The next morning there were more roses neatly bordering the path away from the front door, as regularly spaced as before. She smiled as she picked them up this time, wondering at her admirer, painting images of great men with great blowing capes and hair in her mind as she carried the roses in. By the time she had finished the sun was beaming down from its peak in the cloudless pale sky. She went up to her room and rested with her thoughts as she looked out the window until the eastward stretching shadows beckoned her out.
This was largely the manner in which the third day proceeded until the afternoon, when the thought came to her to wait out of sight of her admirer. This thought resolved itself in her mind first into a certainty, then into a given. With her mind settled on her general course, she began laying plans. By the end she had laid a labyrinth of backups and contingencies. As the shadows lengthened and called she almost laughed when she realized how unnecessary her labyrinth of plans was. She quickly left it in favor of a straight, simple path: She would go out into the fading day and wait in the moon-shade for her suitor. She left for her stroll at her everyday time; but rather than return after completing her usual route she stood in the forest, deep enough to be curtained away by shadows if prying eyes were to look her way, but close enough to see the tower and the path clearly. The twilight came, then the dusk, her eyes growing heavier by the hour. The night was silent and the sound of rustling footsteps dispelled much of her wariness; she stared at the tower and the path. There was no great man on horseback, bearing roses in a lengthy promenade. It was a woman (even at her distance in the uncertain moonlight she could tell that much), with the roses bundled in her arms. With each new rose placed, a wall came crashing down, with every moment, her imaginings seemed more and more presumptuous. When the silhouette had finished her work, she sprinted back the way she had come.
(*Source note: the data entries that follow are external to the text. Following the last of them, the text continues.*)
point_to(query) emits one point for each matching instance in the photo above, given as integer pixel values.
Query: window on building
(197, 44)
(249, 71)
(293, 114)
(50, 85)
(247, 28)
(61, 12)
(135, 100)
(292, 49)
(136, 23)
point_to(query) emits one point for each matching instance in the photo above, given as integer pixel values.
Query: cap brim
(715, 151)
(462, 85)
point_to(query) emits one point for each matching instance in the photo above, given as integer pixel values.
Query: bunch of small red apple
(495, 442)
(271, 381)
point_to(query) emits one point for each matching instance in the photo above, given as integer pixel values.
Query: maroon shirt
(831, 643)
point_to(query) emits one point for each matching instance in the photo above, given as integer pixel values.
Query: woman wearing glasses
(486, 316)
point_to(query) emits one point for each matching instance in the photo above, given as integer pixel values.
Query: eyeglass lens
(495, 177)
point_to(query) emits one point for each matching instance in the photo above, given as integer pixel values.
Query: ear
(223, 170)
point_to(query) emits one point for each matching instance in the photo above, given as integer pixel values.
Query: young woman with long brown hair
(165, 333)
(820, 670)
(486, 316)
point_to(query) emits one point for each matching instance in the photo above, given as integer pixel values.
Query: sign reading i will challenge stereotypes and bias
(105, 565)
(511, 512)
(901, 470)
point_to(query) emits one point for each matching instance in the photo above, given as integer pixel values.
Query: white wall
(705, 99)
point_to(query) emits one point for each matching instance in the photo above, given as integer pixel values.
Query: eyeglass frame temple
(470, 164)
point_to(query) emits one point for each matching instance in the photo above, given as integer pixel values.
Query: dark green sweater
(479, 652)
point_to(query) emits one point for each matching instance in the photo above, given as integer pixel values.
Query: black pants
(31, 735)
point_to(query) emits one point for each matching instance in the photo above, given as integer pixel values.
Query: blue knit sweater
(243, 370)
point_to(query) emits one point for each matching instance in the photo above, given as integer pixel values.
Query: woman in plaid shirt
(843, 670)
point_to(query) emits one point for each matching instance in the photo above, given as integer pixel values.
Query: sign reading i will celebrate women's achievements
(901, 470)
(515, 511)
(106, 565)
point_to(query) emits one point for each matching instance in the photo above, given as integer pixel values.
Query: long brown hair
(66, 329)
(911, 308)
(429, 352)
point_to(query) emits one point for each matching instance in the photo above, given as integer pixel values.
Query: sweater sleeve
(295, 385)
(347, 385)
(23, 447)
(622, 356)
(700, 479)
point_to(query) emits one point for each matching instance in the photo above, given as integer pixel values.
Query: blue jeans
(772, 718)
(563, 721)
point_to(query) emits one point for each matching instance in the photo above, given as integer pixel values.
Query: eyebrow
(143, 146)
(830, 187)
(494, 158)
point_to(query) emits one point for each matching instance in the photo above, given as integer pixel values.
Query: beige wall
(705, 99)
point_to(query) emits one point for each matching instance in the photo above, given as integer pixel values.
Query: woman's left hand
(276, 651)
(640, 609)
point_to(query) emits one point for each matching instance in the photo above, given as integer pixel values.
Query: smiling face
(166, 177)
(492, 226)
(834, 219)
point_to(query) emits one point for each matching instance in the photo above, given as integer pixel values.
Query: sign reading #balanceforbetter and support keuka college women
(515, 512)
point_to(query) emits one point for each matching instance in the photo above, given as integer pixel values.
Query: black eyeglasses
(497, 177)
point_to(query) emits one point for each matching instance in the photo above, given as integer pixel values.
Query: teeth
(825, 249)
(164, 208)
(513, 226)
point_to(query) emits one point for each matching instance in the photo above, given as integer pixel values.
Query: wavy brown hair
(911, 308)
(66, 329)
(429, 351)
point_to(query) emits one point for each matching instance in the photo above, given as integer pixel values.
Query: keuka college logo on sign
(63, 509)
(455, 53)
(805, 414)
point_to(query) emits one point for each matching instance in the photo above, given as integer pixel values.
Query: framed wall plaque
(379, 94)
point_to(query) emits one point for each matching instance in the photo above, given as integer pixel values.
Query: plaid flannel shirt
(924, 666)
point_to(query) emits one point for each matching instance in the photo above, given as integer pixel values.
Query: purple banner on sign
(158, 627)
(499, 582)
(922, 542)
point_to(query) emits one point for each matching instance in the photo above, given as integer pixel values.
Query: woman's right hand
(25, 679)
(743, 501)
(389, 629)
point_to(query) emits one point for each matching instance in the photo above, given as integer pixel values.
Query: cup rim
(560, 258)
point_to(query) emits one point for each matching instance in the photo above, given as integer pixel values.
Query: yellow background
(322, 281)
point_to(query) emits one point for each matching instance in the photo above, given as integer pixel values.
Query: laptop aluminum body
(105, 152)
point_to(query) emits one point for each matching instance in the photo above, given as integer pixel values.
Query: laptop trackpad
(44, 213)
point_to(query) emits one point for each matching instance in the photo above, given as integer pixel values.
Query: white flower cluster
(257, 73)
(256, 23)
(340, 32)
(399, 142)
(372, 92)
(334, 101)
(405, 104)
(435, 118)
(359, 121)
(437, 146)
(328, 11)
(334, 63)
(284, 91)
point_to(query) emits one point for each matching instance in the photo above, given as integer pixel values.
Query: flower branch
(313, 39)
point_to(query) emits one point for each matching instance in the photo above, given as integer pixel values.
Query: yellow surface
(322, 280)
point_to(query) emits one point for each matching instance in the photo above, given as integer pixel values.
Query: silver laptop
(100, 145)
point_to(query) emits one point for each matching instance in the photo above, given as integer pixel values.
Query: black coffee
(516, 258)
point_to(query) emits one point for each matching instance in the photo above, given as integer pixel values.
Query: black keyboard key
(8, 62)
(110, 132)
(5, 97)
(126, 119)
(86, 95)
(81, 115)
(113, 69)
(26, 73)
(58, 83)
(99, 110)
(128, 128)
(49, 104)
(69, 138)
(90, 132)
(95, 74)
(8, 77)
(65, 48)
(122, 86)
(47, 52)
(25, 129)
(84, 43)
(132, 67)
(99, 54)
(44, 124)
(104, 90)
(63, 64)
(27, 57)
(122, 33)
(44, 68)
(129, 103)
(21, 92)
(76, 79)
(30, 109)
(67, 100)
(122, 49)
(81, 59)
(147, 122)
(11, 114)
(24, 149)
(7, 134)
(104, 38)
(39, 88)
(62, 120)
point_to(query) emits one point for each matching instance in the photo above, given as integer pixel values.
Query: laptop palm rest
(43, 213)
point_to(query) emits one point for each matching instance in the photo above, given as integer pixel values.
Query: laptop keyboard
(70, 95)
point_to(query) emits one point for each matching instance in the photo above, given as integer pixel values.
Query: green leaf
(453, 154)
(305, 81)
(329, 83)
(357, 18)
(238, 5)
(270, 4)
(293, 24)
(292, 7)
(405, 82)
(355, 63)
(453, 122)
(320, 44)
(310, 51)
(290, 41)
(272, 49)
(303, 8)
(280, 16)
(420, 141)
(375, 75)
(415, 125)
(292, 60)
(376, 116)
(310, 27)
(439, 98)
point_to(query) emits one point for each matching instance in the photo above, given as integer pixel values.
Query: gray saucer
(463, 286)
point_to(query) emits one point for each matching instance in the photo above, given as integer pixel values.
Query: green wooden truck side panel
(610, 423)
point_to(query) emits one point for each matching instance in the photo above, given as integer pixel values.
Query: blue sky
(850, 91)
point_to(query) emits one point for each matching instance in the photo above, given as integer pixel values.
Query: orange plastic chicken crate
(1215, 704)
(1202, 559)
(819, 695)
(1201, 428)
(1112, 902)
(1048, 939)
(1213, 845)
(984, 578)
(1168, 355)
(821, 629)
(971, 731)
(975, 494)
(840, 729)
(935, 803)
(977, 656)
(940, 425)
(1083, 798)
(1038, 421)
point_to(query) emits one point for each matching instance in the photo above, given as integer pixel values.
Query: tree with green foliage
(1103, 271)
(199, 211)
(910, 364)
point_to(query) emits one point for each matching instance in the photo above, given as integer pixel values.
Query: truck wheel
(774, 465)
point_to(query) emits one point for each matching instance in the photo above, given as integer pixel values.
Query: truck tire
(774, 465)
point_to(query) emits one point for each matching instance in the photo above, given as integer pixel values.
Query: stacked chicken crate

The woman walked back to her tower in a daze. She tried to adhere to her usual routine, undressing and laying down in her bed as she always did, but the silhouette of the woman, nervously hunched with a great bouquet of roses held in her arms, haunted her sleepless mind. She eventually slept; the only thing that indicated that was that she woke. Her eyes were sleepy, through her groggy haze there pierced one certainty A letter, I must write a letter. So was her thought and her action: She took a paper and sat at the small desk next to her bed and wrote thusly: ‘To my admirer,’ she began ‘I have seen you; I watched you lay the roses out upon my path yesterday, I return your love with my own.’ then she signed her name ‘Avalyne’ when she had finished, she leaned back and sighed. She stood and paced the length of her room, waiting for the ink to dry. As she traced and retraced her line, a thousand revisions whirled through her head. But when the ink had dried and she looked through her words she was relieved. The words fit her meaning perfectly.
Avalyne walked out of her room and down the stairs to her door. She pushed it open with her empty hand, it squealed open with its usual sluggishness. She found a stone to weigh her words down against the wind. The stone she chose was a remarkably smooth one that fit neatly in her palm. Once she had chosen the stone to her liking she returned to the door that led into the tower. When she was at the foot of the door (which, by then had closed itself) she bowed down and placed the two things she held, first the paper, then, still holding the letter down with her thumb, she placed the stone. With all of the possible actions she could have taken completed, she pushed the door open and, stepping carefully over her letter, walked back into her tower.